🤖 AI Summary
This study investigates the minimal covering problem for convex bodies and their boundaries in Hilbert geometry, establishing—for the first time—a polarity-based duality theory for covering numbers under the non-translation-invariant Hilbert metric. By introducing key tools including α-dilations, stability lemmas for polarity and dilations, a local relative isoperimetric inequality, and estimates of Holmes–Thompson area, the authors demonstrate that the covering numbers of a convex body and its polar dual mutually control each other up to exponential factors, with bounds governed by absolute constants. The main contributions include a novel duality relation for boundary coverings, an extension of classical volume duality to the setting of Hilbert geometry, and a new proof of Faifman’s polarity bound.
📝 Abstract
We prove polarity duality for covering problems in Hilbert geometry. Let $G$ and $K$ be convex bodies in $\mathbb{R}^d$ where $G \subset \operatorname{int}(K)$ and $\operatorname{int}(G)$ contains the origin. Let $N^H_K(G,α)$ and $S^H_K(G,α)$ denote, respectively, the minimum numbers of radius-$α$ Hilbert balls in the geometry induced by $K$ needed to cover $G$ and $\partial G$. Our main result is a Hilbert-geometric analogue of the König-Milman covering duality: there exists an absolute constant $c \geq 1$ such that for any $α\in (0,1]$, \[
c^{-d}\,N^H_{G^{\circ}}(K^{\circ},α)
~ \leq ~ N^H_K(G,α)
~ \leq ~ c^{d}\,N^H_{G^{\circ}}(K^{\circ},α), \] and likewise, \[
c^{-d}\,S^H_{G^{\circ}}(K^{\circ},α)
~ \leq ~ S^H_K(G,α)
~ \leq ~ c^{d}\,S^H_{G^{\circ}}(K^{\circ},α). \] We also recover the classical volumetric duality for translative coverings of centered convex bodies, and obtain a new boundary-covering duality in that setting.

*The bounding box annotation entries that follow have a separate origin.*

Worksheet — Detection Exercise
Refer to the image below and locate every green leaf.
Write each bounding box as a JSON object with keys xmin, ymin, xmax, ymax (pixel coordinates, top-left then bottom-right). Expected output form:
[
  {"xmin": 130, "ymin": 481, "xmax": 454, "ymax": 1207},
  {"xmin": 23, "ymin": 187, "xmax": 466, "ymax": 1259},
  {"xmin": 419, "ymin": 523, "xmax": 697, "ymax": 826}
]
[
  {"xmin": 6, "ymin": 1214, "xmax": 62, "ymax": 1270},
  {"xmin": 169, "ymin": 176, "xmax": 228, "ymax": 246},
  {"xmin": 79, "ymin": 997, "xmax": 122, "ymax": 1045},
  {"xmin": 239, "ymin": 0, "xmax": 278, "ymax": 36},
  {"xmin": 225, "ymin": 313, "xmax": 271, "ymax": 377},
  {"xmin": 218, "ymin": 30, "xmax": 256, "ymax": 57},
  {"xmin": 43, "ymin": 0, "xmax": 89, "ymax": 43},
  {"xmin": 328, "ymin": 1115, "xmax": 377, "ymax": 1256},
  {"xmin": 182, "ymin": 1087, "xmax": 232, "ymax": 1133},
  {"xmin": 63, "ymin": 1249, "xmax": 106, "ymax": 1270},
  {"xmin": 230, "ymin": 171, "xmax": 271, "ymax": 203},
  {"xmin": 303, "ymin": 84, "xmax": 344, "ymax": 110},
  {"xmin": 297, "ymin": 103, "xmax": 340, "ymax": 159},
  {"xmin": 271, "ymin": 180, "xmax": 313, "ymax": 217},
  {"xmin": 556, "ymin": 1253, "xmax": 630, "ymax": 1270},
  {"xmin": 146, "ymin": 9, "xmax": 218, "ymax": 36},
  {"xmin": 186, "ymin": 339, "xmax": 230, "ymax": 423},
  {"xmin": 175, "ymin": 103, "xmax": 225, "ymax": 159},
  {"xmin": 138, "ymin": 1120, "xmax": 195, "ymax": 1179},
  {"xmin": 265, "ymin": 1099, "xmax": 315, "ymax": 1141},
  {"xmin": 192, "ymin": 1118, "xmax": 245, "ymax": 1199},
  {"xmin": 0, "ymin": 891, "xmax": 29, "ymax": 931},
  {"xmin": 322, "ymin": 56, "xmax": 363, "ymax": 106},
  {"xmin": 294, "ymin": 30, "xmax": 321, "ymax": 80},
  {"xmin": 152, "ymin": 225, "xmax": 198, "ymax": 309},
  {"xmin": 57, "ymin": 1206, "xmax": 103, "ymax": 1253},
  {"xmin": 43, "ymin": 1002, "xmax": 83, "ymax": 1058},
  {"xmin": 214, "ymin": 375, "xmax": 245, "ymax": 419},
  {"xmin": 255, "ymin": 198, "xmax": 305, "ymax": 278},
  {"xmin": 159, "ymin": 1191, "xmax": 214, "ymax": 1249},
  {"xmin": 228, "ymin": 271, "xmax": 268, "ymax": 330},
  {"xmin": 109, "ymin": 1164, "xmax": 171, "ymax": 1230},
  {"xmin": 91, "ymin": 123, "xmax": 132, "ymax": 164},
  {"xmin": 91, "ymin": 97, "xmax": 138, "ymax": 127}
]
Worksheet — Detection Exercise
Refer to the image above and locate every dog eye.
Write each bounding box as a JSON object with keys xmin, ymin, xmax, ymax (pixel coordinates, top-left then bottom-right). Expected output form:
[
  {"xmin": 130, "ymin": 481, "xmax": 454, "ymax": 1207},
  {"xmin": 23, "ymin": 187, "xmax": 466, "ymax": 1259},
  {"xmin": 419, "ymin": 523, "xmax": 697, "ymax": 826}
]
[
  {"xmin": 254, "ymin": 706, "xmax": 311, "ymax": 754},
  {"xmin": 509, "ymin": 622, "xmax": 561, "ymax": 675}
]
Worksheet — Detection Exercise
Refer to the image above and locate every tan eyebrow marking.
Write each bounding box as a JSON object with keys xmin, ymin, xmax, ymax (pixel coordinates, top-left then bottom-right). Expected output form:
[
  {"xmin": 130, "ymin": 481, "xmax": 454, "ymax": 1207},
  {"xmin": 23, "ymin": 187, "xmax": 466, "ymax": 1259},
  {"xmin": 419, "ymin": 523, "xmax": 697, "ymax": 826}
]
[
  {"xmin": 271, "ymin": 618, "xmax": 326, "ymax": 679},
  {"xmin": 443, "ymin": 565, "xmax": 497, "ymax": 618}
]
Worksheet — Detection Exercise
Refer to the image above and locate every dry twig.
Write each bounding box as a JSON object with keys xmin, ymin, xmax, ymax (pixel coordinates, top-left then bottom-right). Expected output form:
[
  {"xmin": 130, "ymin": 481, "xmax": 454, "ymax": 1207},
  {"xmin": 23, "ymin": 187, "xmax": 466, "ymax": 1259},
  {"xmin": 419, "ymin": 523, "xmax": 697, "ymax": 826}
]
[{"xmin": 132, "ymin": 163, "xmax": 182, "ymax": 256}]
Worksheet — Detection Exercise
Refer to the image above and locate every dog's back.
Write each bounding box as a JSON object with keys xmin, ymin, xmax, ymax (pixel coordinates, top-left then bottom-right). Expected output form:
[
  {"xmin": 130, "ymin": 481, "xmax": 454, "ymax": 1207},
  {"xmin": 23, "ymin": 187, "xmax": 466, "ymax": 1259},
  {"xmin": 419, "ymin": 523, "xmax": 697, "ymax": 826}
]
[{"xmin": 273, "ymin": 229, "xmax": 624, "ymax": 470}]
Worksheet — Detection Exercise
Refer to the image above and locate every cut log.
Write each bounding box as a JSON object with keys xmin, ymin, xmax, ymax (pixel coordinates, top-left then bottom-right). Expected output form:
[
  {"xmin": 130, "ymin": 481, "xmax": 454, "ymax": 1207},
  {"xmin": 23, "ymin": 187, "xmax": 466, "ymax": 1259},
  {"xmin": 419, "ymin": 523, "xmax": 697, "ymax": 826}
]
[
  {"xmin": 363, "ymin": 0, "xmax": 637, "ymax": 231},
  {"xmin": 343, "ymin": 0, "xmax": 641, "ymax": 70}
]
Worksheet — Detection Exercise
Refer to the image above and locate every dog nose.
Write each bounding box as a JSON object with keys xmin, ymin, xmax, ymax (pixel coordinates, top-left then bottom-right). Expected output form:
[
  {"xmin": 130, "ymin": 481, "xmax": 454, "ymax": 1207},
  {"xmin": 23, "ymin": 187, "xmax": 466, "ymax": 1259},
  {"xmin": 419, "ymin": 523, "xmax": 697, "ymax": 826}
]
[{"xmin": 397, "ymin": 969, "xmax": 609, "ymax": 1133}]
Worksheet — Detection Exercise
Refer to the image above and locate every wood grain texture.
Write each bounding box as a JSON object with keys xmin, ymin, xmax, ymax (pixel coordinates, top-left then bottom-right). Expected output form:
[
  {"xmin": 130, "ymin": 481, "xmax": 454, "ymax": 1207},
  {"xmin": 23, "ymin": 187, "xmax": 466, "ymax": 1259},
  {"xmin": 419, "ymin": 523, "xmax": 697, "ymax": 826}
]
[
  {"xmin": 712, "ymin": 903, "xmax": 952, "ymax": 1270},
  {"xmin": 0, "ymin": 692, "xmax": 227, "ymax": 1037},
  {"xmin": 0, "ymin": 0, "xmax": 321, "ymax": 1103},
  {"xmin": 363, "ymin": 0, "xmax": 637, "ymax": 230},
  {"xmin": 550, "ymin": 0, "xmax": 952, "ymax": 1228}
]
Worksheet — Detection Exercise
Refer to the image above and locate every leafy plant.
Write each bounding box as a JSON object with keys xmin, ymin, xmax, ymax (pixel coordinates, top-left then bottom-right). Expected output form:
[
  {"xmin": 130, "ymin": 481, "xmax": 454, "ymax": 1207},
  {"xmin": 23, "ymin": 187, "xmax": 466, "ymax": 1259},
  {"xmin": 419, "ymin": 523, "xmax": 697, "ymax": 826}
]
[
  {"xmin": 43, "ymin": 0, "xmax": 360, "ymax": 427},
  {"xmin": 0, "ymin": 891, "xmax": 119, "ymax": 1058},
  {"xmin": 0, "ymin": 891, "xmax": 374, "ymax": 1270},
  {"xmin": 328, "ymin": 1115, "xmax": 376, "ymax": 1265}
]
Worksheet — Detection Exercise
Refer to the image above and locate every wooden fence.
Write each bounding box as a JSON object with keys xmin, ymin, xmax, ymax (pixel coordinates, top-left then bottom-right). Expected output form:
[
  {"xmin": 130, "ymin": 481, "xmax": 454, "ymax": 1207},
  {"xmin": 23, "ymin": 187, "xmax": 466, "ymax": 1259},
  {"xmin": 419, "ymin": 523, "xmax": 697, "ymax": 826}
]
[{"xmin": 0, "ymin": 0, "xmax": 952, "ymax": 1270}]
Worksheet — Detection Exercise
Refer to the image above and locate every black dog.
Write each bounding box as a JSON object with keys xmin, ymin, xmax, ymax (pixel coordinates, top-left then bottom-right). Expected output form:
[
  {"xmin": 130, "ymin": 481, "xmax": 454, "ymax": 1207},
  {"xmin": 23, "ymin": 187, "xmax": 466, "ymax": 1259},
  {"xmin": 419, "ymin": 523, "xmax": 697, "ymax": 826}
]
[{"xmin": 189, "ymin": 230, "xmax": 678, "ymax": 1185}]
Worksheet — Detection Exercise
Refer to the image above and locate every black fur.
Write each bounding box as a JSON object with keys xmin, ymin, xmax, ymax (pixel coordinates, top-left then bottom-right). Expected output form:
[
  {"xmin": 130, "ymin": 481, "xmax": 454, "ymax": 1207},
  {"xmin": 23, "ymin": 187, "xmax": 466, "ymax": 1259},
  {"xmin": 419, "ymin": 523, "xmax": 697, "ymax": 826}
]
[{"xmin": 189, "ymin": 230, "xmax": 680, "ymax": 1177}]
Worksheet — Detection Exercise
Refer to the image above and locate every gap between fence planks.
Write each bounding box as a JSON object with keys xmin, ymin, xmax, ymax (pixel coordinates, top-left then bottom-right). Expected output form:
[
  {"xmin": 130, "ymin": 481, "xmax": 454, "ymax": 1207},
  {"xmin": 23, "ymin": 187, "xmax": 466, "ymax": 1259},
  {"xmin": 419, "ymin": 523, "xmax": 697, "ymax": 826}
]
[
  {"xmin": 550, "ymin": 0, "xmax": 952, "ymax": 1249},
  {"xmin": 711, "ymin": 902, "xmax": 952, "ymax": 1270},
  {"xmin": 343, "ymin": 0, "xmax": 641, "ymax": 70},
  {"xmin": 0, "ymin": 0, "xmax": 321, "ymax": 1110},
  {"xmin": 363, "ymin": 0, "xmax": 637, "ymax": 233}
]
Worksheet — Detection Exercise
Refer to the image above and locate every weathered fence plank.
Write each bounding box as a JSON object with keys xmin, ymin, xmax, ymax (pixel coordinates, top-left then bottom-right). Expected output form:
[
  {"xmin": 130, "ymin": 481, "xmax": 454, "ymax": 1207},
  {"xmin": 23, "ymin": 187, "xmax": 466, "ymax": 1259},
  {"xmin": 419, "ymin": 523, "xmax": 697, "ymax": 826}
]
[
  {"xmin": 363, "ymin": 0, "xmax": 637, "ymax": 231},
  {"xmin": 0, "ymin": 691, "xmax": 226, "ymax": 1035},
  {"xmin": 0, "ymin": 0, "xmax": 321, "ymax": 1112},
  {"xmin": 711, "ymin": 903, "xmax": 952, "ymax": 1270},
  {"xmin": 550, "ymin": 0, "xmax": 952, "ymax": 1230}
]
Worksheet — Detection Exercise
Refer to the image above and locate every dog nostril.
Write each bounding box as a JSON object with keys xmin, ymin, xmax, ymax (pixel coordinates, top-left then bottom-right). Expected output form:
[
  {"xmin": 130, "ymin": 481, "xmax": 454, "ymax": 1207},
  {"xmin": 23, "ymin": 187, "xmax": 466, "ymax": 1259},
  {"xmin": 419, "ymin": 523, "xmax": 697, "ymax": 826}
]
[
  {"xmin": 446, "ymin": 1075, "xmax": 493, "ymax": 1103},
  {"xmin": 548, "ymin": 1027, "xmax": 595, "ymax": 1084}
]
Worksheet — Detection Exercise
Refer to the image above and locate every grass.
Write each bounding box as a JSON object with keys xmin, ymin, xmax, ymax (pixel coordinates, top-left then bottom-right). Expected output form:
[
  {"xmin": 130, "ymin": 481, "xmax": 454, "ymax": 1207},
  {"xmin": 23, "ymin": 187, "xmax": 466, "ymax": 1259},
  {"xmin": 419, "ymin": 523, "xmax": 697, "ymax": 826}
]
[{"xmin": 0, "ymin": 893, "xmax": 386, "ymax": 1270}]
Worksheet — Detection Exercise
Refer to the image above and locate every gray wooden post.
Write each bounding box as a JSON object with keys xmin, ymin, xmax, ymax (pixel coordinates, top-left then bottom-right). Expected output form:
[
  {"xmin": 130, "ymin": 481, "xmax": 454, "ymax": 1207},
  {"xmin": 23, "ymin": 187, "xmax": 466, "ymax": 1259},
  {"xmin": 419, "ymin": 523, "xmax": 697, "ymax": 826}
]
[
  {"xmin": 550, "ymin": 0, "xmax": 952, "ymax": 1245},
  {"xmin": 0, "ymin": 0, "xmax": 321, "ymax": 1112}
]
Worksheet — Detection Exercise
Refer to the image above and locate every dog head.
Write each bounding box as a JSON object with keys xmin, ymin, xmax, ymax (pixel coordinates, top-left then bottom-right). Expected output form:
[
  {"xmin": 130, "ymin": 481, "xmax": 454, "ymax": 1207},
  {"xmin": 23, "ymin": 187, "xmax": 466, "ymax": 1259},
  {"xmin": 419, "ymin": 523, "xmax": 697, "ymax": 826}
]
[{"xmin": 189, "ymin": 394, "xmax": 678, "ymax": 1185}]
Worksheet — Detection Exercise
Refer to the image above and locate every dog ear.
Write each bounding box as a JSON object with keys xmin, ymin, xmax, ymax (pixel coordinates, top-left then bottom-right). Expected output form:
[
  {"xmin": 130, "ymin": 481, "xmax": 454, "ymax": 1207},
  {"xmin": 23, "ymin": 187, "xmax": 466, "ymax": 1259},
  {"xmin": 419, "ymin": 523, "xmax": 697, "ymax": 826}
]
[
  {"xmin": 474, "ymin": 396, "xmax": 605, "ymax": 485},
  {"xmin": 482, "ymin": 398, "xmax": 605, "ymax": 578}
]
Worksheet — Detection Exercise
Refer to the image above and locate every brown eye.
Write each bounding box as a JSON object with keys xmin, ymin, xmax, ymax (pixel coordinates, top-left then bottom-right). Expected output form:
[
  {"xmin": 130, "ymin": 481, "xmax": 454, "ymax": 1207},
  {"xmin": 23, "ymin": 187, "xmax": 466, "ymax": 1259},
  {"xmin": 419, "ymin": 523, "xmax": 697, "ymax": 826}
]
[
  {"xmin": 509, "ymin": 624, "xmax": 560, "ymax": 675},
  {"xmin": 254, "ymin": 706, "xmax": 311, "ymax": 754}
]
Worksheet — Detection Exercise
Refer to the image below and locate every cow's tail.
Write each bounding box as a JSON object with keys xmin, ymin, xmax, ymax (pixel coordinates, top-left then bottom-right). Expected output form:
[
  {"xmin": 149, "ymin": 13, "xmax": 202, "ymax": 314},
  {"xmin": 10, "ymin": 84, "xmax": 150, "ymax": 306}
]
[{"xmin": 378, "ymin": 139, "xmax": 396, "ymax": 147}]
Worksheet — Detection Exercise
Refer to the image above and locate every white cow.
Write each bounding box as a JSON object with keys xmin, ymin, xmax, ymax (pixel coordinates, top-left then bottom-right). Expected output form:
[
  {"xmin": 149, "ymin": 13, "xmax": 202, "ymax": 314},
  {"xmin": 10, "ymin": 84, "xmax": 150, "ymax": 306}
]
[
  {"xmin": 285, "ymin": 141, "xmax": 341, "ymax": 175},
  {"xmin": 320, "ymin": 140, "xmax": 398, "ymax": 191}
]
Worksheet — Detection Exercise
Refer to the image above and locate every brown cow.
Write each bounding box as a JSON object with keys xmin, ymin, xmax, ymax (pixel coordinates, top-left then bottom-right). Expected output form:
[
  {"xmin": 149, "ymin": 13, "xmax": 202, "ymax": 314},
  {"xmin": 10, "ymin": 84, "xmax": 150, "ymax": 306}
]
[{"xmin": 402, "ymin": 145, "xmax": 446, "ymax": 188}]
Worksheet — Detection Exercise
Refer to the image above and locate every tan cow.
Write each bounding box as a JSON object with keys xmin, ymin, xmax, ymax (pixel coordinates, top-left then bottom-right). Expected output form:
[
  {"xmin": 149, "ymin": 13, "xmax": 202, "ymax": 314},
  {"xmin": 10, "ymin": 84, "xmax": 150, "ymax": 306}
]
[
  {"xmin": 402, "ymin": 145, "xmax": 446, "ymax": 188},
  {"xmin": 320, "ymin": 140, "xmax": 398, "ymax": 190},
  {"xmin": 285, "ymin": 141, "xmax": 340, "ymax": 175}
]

The Hilbert setting is subtler than the translative one because the metric is not translation invariant, and the local Finsler unit ball depends on the base point. The proof involves several ideas, including $α$-expansions, a stability lemma that controls the interaction between polarity and expansion, and, in the boundary case, a localized relative isoperimetric argument combined with Holmes--Thompson area estimates. In addition, we provide an alternative proof of Faifman's polarity bounds for Holmes--Thompson volume and area in the Funk and Hilbert geometries.